Kanada droht mit Handelstreit: Importverbot schmutziger Treibstoffe

Die EU will den Import von Treibstoff aus Teersanden verbieten, Kanada ist dagegen. Die offensiven Drohungen aus Nordamerika scheinen Wirkung zu zeigen.

Durch Teersandgewinnung zerstörte Landschaft im kanadischen Alberta. Bild: imago/LarryMacDougal

BRÜSSEL taz | Die kanadische Regierung hat der EU mit einem Handelsstreit gedroht, sollten die Europäer den Import von Treibstoff aus Teersanden verbieten. Das geht aus Dokumenten hervor, die der Nichtregierungsorganisation Friends of the Earth vorliegen.

In den Briefen, die die kanadische Regierung unter anderem an die EU-Klimakommissarin Connie Hedegaard geschickt haben soll, heißt es: Sollte die EU sich gegen die Teersand-Treibstoffe aussprechen, wolle Kanada alle Möglichkeiten nutzen, seine Interessen zu verteidigen - auch in der Welthandelsorganisation.

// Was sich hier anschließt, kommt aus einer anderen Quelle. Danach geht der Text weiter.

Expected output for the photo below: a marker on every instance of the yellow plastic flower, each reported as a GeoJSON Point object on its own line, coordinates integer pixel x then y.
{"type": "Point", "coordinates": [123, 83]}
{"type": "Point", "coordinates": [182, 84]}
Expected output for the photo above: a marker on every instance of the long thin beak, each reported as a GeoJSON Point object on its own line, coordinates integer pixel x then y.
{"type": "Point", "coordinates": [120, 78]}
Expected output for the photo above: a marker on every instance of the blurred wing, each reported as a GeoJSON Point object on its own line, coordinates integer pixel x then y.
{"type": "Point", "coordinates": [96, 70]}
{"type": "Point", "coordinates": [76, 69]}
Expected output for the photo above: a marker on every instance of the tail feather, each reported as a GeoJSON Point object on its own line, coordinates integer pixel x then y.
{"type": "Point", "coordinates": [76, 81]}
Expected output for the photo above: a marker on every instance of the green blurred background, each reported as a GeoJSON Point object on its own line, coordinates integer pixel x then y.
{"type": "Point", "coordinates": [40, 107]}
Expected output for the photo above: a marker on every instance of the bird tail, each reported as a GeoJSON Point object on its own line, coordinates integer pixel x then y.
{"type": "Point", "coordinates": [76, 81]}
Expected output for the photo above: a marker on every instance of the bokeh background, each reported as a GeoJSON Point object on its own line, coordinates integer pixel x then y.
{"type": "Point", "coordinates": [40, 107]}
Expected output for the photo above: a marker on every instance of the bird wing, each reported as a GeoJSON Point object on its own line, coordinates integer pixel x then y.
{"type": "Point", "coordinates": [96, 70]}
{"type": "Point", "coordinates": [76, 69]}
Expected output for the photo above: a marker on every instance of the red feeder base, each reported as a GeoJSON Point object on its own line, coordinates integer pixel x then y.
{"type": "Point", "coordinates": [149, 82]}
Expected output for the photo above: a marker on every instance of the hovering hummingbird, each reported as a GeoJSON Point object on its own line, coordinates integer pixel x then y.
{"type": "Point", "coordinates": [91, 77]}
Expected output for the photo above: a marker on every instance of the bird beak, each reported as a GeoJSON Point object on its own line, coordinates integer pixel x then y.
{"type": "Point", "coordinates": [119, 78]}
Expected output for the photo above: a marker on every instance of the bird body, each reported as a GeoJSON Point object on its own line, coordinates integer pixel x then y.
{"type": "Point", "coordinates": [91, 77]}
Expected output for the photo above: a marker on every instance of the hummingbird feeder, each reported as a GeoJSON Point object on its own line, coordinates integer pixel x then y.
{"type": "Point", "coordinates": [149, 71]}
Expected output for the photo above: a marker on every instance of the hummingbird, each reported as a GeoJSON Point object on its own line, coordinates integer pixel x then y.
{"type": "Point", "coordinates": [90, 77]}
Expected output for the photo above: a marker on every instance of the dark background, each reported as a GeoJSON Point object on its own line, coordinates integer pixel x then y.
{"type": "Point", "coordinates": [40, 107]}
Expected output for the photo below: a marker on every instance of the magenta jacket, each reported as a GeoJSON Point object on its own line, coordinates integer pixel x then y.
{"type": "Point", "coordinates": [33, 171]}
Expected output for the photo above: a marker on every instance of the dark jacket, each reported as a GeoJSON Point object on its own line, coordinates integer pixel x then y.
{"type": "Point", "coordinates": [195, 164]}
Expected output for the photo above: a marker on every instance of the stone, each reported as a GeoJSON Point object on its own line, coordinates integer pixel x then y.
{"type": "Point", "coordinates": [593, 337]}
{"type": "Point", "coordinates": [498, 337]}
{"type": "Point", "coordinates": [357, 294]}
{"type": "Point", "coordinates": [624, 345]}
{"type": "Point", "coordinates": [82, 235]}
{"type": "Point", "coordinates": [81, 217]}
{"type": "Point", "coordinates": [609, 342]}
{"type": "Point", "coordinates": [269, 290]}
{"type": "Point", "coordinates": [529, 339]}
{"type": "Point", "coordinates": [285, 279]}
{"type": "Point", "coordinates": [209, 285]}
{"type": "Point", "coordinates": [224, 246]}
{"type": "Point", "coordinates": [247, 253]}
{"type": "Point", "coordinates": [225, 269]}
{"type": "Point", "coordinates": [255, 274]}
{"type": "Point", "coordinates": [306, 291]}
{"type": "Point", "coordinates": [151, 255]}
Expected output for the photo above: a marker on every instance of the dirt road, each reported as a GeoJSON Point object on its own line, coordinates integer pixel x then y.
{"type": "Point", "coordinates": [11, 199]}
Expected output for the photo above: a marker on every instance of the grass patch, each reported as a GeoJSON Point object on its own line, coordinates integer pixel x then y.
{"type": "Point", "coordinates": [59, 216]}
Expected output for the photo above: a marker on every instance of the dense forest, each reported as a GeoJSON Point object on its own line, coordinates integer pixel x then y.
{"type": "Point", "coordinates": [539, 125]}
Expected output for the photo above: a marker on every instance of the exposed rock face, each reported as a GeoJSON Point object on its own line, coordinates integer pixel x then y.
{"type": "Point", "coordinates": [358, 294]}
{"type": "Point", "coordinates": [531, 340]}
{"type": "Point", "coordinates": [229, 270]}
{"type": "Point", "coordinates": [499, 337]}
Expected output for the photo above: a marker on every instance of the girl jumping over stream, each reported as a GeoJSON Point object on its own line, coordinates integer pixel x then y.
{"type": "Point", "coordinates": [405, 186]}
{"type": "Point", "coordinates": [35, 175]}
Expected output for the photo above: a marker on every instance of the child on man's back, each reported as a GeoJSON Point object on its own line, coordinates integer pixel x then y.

Diese Drohgebärden haben offenbar bereits Erfolg. Heute stimmen die EU-Mitgliedsländer in einem Expertentreffen über den Vorschlag der Europäischen Kommission ab, den Import von Treibstoffen aus Teersand zu verbieten. Und es gilt als äußerst unsicher, dass sich die erforderliche Mehrheit für ein Verbot ausspricht. Bisher haben nur eine Handvoll kleinerer Länder ihre Zustimmung signalisiert, darunter Belgien und die skandinavischen Staaten.

"Es wird letztendlich an Großbritannien und Deutschland liegen. Entscheidend wird sein, ob sich die beiden großen Staaten nur enthalten oder ob sie tatsächlich gegen das Verbot stimmen", sagt Franziska Achterberg von Greenpeace. An eine Zustimmung zum Verbot glaubt Achterberg nicht mehr, nachdem der Umweltausschuss im Bundestag mit den Stimmen der Regierungskoalition einen entsprechenden Antrag der Grünen Anfang des Monats abgelehnt hat.

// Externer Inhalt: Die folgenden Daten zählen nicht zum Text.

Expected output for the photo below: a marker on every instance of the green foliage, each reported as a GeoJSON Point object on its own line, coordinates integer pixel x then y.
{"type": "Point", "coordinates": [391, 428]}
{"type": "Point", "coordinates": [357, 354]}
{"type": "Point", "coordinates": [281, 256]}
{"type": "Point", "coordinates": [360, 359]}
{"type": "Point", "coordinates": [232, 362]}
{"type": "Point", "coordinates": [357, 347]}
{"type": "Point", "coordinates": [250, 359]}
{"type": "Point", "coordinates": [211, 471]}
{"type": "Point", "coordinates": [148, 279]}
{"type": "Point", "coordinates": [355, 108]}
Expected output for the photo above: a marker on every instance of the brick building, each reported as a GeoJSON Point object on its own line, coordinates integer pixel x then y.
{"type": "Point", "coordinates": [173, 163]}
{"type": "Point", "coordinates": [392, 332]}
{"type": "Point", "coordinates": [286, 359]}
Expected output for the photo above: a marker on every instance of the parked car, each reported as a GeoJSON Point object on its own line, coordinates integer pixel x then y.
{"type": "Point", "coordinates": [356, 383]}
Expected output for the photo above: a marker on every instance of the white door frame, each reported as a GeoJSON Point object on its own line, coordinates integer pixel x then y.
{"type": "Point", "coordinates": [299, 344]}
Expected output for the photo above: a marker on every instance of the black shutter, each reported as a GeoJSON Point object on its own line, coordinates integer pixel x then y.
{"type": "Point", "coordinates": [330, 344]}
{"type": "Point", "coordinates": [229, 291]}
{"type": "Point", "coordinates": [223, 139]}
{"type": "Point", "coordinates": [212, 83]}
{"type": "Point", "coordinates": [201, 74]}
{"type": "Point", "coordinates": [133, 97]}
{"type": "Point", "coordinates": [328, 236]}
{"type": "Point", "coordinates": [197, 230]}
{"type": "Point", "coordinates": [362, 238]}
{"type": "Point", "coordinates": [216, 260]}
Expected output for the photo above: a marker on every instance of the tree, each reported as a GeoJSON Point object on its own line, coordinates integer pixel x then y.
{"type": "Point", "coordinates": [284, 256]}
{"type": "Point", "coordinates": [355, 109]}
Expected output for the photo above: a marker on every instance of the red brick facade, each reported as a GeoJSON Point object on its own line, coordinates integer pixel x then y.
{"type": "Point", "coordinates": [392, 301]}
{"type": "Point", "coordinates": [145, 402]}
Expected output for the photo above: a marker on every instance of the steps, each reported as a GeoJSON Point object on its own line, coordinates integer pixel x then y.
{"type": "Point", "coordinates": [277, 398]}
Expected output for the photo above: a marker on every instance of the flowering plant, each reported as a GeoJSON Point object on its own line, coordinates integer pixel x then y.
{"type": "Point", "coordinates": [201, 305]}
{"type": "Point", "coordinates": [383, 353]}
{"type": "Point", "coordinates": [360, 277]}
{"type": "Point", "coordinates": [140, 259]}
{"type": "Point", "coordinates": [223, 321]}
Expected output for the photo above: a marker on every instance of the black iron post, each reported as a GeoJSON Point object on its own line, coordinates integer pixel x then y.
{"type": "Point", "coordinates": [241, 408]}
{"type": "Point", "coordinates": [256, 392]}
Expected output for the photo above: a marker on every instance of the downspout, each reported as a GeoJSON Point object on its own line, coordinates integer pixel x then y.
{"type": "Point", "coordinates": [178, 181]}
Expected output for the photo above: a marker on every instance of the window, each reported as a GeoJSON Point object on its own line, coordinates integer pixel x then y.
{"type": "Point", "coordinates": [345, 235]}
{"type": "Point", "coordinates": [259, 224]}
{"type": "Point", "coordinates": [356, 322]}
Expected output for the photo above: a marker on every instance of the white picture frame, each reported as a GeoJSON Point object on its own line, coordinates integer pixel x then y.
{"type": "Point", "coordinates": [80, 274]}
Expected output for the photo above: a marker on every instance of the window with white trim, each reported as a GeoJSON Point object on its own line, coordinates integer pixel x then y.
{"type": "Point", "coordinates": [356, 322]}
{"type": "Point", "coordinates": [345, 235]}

Hohe Krebsrate bei den Ureinwohnern

Teersand gilt als besonders schmutziger Treibstoff. Die CO2-Bilanz von Benzin, dass aus dem öligen Sand gewonnen wird, ist wesentlich schlechter als die von Treibstoff aus herkömmlichem Rohöl. Außerdem hinterlässt die Förderung zerstörte Flächen in den Abbaugebieten; zum Beispiel im kanadischen Bundesstaat Alberta. Die Krebsrate von Ureinwohnern, die flussabwärts von den Fördergebieten leben, ist nach Angaben der kanadischen Klimaschutzorganisation Climate Action Network (CAN) 30-mal höher als in der übrigen Provinz.

"Die kanadische Regierung macht sich zum Sprachrohr der Industrie. Sie hat ganz gezielt die europäische Klimapolitik angegriffen und eine umfassende PR-Strategie entwickelt, um das Image von Teersanden in Europa aufzubessern", sagt Christian Holz vom kanadischen CAN.

Friends of the Earth hat dokumentiert, dass die kanadische Regierung allein im Jahr 2010 in der EU über 100 Veranstaltungen für die Lobbyarbeit organisiert hat, darunter zahlreiche Besuche bei europäischen Entscheidungsträgern. Die deutschen Bundestagsabgeordneten im Umweltausschuss hatten vor ihrer Abstimmung Post vom kanadischen Botschafter in Berlin bekommen, der sie aufforderte, gegen das Importverbot zu stimmen.

Eigentlich ist der Vorschlag zu einem Verbot von Treibstoffen aus Teersand eine logische Konsequenz aus dem Klima-Energiepakt, das die EU-Mitgliedstaaten 2007 verabschiedet haben. Darin hieß es, dass die Treibhausgas-Emissionen pro Megajoule Treibstoff bis 2020 um sechs Prozent gesenkt werden sollen.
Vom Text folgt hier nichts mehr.